Escrito por: Equipe Bolso do Investidor
Data da publicação: 22 de janeiro de 2026

O ouro encerrou a sessão desta quinta-feira em alta e ampliou a trajetória de alta iniciada nos últimos pregões, impulsionado pela busca de investidores por ativos considerados refúgio diante de um cenário marcado por tensões geopolíticas e incertezas quanto a políticas comerciais internacionais. O metal precioso tem registrado níveis próximos a máximas históricas e sustentado a preferência de mercado por proteção em períodos de instabilidade, segundo dados de agências internacionais e de mercado.
A dinâmica de alta tem sido atribuída à persistente volatilidade e preocupações em relação ao plano do governo dos Estados Unidos envolvendo a Groenlândia e potenciais ameaças tarifárias, fatores que reforçam a percepção de risco e empurram investidores em direção ao ouro e outros ativos considerados seguros. Além disso, um cenário de dólar mais fraco e expectativas de que bancos centrais mantenham ou reduzam taxas de juros também ajudam a sustentar a demanda pelo metal, que vem ganhando posições em carteiras de proteção globalmente.
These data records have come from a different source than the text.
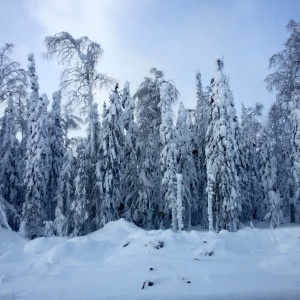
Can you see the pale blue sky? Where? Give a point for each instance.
(176, 36)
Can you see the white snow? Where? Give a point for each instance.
(115, 261)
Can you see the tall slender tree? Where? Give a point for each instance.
(224, 207)
(11, 186)
(112, 154)
(36, 208)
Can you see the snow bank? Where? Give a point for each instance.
(122, 261)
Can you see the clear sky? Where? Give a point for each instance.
(178, 37)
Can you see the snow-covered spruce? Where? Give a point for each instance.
(56, 148)
(65, 194)
(11, 185)
(133, 209)
(168, 157)
(223, 188)
(270, 205)
(185, 166)
(112, 157)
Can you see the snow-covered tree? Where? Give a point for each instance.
(224, 207)
(10, 169)
(78, 211)
(149, 118)
(186, 167)
(285, 80)
(168, 157)
(65, 194)
(110, 165)
(250, 178)
(270, 205)
(69, 122)
(130, 182)
(56, 148)
(36, 208)
(80, 58)
(13, 79)
(295, 106)
(199, 142)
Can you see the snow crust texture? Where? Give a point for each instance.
(117, 261)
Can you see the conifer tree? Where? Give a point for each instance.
(186, 167)
(168, 160)
(78, 211)
(56, 148)
(65, 194)
(11, 187)
(223, 188)
(198, 137)
(271, 198)
(149, 120)
(112, 206)
(250, 179)
(130, 183)
(36, 209)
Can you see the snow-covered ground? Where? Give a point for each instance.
(117, 261)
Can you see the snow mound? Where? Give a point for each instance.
(122, 261)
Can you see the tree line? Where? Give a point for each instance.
(135, 162)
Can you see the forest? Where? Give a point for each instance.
(209, 168)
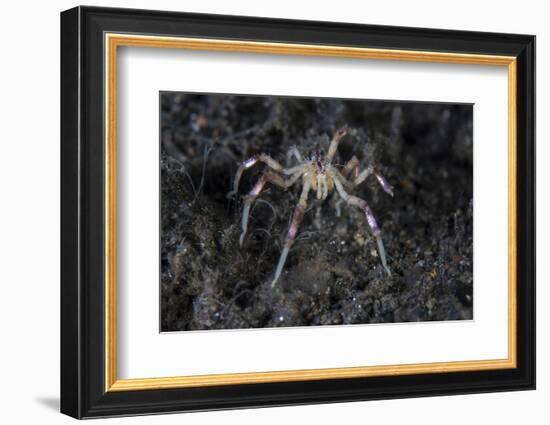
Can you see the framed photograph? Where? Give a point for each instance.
(261, 212)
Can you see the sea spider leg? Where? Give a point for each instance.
(294, 152)
(362, 204)
(388, 188)
(351, 165)
(297, 217)
(267, 176)
(245, 165)
(333, 147)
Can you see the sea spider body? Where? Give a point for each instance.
(317, 174)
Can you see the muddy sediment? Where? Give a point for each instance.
(333, 274)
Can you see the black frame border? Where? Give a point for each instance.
(82, 212)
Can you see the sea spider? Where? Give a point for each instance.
(317, 174)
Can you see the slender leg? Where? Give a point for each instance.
(267, 176)
(388, 188)
(245, 165)
(352, 165)
(334, 143)
(294, 152)
(297, 217)
(362, 204)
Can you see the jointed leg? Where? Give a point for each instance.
(334, 143)
(352, 165)
(388, 188)
(297, 217)
(245, 165)
(362, 204)
(267, 176)
(294, 152)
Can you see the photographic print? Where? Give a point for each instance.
(290, 211)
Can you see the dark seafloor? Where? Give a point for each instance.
(332, 275)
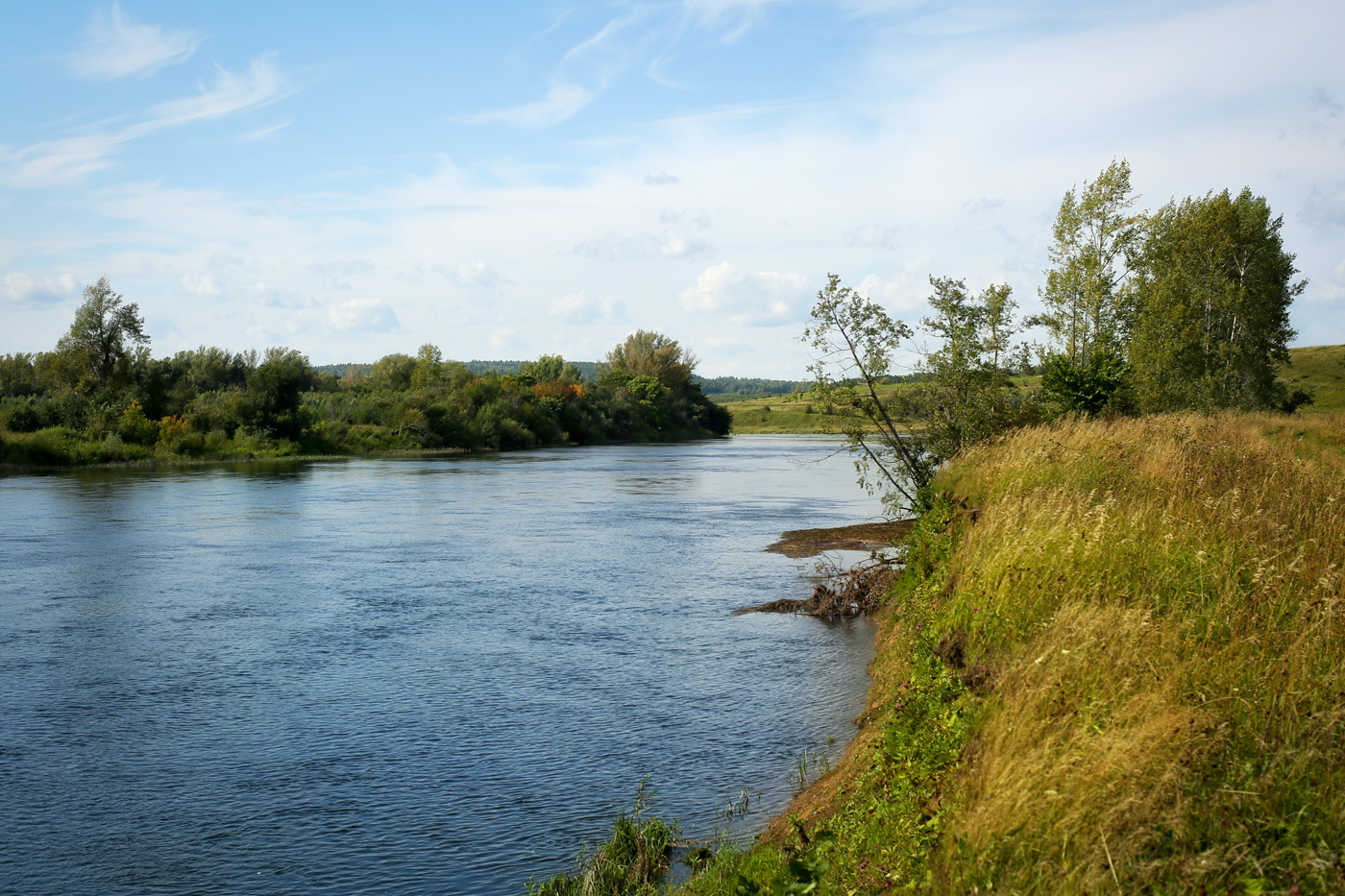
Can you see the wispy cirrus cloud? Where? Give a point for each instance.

O rali recente não se limita ao ouro: outros metais preciosos, como a prata e a platina, também têm acompanhado essa tendência de alta em diversas praças internacionais, refletindo um movimento mais amplo de busca por proteção em ativos tangíveis no curto prazo. Apesar de episódios isolados de redução de aversão ao risco após declarações políticas ou negociações diplomáticas, o sentimento predominante no mercado segue favorável à alocação em metais diante da continuidade dos fatores de incerteza internacional.
Visão Bolso do Investidor
O desempenho do ouro, com fechamentos em alta e extensão de seu rali, é um exemplo clássico de como a incerteza geopolítica e econômica influencia decisões de mercado, levando investidores a buscar segurança em ativos que tendem a preservar valor em momentos de volatilidade. Para investidores, acompanhar movimentos em ativos como ouro e prata ajuda a calibrar estratégias de diversificação e de proteção de patrimônio, especialmente em contextos em que fatores externos, como tensões comerciais ou instabilidade internacional, podem gerar oscilações nos mercados financeiros. Embora o ouro não pague rendimento direto como juros ou dividendos, sua função como reserva de valor continua relevante em períodos de risco elevado, oferecendo um ponto de equilíbrio dentro de portfólios mais amplos.